Jun 30, 2023

How to set up event-based ingestion of files in S3 for free

In this tutorial, I'll show you how to use S3 Event notifications and AWS Lambda to trigger downstream workflows when new files are uploaded to S3.
Alasdair Brown
DevRel Lead

In my last blog post, I shared several different event-driven architecture patterns for databases and files. In one such pattern, I demonstrated how you can use serverless functions trigger downstream processes when new files are added or modified in object storage.

It’s time to put that pattern to work!

In this blog post, I’ll show you can implement event-driven real-time data ingestion from files using S3 Event Notifications in combination with AWS Lambda to trigger a simple Python script that sends file change events to a downstream service - in this case Tinybird.

Why Tinybird?
Tinybird is a powerful real-time data platform for data and engineering teams, so it’s a natural place to build and publish stakeholder-facing data products as a part of a large event-driven architecture strategy. Plus, I work here, so it’s easy and obvious.

Getting started

To follow along with this tutorial, you’ll need an AWS account. We’ll use the AWS Console to complete all of the AWS tasks, but you could also use the AWS CLI if desired.

You’ll also need to set up a Tinybird account - you can get one here for free - where you’ll be prompted to create a new Workspace.

A note on architecture

As a I covered in my last post, this is but one of many ways to process changes in source data systems as a part of an event-driven architecture. Here, we’ll use S3 Event Notifications and Lambda to send data to Tinybird:

A diagram showing an event-driven file ingestion patter on AWS. File updates are processed with S3 event notifications, triggering a Lambda function which sends the file to Tinybird for ingestion.
In this tutorial, I'll show you how to use S3 Event notifications and AWS Lambda to send new files from S3 into Tinybird.

But, we could just as easily use SNS or SQS and push our events to a message queue where they could be accessed by many downstream consumers, including Lambda (or Tinybird).

A diagram showing an alternative event-driven ingestion architecture, where file changes are sent to AWS SQS for downstream processors to subscribe
Alternatively, you could use something like SQS to publish file updates to a message queue for downstream consumption and processing.

If you’re curious about whether you should or should not use a message queue, read this.

Creating event-driven file ingestion with S3 and Lambda

Step 1: Create an S3 bucket

To get started, go to the AWS Console and find the S3 service. Create a new S3 bucket and give it a name. I’m using tinybird-test-1 for this tutorial.

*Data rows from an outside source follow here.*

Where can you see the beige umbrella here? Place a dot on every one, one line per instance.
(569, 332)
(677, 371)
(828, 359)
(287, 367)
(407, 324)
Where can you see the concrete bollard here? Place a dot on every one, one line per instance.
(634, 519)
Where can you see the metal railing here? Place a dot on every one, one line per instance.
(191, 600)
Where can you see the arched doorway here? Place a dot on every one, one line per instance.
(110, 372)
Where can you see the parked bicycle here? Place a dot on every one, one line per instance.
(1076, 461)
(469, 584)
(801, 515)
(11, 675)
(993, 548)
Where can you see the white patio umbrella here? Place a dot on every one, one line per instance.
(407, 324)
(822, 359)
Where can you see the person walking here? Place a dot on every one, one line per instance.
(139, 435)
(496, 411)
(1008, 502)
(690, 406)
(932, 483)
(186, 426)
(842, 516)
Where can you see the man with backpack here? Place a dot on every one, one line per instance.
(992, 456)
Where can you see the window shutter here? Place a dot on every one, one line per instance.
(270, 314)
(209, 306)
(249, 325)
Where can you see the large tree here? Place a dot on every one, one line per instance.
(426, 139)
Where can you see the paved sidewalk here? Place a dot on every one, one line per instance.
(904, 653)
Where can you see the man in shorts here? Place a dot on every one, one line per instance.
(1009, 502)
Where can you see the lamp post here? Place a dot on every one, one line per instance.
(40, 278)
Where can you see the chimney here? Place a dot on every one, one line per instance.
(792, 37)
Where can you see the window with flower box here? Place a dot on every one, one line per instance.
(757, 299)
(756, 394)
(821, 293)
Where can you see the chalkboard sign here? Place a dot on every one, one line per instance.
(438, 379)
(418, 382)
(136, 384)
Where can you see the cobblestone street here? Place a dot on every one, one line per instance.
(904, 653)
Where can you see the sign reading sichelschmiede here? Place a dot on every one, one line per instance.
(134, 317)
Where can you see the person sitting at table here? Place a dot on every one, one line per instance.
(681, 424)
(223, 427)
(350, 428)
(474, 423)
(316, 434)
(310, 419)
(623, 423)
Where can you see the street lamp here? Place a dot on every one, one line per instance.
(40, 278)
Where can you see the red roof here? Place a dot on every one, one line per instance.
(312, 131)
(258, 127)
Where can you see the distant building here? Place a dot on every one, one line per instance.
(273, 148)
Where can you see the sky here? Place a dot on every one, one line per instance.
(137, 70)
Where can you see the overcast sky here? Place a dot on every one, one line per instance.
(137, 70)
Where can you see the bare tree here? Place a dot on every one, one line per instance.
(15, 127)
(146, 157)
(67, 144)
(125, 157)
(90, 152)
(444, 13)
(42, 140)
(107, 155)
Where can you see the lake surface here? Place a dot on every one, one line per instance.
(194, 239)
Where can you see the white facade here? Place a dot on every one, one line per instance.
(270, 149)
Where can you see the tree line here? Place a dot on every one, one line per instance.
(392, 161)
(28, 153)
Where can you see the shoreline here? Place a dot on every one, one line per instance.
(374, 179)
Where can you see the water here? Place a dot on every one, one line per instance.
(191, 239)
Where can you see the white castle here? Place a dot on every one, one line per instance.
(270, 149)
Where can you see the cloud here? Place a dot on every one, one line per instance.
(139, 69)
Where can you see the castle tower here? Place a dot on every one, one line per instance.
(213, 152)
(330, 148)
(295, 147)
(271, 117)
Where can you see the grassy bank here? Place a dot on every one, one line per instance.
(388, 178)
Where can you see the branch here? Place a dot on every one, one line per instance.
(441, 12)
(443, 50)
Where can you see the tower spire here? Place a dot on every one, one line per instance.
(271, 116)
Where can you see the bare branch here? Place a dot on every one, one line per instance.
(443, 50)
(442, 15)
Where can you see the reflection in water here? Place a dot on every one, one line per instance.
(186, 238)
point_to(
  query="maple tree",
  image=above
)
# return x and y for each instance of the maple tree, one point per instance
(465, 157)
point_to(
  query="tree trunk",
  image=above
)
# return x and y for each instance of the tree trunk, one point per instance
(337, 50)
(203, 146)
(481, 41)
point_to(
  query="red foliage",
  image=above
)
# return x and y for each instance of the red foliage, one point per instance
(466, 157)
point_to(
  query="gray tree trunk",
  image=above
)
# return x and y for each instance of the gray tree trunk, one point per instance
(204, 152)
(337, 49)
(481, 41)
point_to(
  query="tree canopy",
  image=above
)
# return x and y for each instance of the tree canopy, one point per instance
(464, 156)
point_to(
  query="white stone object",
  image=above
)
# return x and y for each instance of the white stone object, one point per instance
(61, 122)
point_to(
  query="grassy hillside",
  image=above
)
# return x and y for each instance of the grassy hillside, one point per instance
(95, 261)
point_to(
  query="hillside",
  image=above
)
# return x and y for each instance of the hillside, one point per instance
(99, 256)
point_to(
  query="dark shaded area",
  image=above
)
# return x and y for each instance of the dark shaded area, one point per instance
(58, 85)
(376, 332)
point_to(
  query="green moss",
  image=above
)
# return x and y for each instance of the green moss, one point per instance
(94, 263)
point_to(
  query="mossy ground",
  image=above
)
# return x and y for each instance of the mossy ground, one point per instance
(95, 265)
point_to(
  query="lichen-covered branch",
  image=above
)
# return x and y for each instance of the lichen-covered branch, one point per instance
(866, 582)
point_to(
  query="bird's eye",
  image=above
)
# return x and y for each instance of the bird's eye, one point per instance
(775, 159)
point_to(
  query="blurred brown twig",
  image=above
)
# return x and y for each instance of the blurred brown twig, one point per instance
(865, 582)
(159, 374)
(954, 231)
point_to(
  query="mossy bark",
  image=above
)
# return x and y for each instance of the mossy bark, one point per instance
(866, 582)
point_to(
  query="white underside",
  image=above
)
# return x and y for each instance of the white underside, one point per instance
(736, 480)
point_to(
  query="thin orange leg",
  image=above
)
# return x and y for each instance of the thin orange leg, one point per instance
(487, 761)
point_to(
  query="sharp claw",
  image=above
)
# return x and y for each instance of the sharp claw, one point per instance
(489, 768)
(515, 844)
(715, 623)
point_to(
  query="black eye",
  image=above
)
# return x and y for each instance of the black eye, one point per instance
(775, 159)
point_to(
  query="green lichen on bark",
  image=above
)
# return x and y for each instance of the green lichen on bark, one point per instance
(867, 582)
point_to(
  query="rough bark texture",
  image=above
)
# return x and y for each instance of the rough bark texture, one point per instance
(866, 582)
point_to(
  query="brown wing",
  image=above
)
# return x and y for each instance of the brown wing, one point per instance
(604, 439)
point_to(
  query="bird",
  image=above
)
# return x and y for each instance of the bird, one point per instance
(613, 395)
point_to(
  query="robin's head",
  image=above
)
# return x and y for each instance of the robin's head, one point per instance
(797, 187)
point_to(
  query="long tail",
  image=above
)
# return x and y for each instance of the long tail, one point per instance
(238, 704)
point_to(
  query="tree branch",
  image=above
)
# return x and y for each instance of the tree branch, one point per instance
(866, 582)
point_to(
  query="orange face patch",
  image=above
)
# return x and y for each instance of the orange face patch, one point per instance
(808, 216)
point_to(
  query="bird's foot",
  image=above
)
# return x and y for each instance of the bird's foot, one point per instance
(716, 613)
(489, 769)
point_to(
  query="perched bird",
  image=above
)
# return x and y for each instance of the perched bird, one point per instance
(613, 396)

Next, upload a standard CSV file containing some data. If you don’t have one handy, you can use this sample file. Just download it, and then upload it to S3. Make sure the file has the .csv suffix, as we’ll use this to filter files later on.

A screenshot of Amazon S3 showing a CSV file called stock_prices_1M.csv uploaded into an S3 bucket called tinybird-test-1

Step 2: Create the AWS Lambda function

Reference docs

Now, create the AWS Lambda function. Go to the Lambda service, and create a new function. Make sure that you are in the same AWS region as your S3 bucket.

In the function configuration, give your function a name and set the following parameters:

  • Runtime: Python 3.10
  • Architecture: arm64
  • Set the default execution role to Create a new role with basic Lambda permissions
Why arm64?
Running your function on arm64 is cheaper than x86, and all of the dependencies we need work fine on arm64. If you extend the function with additional logic, make sure any new dependencies are compatible with arm, or switch to x86.

Click the Create function button to finish.

A screenshot of an AWS Lambda configuration using the Python 3.10 runtime and the arm64 architecture.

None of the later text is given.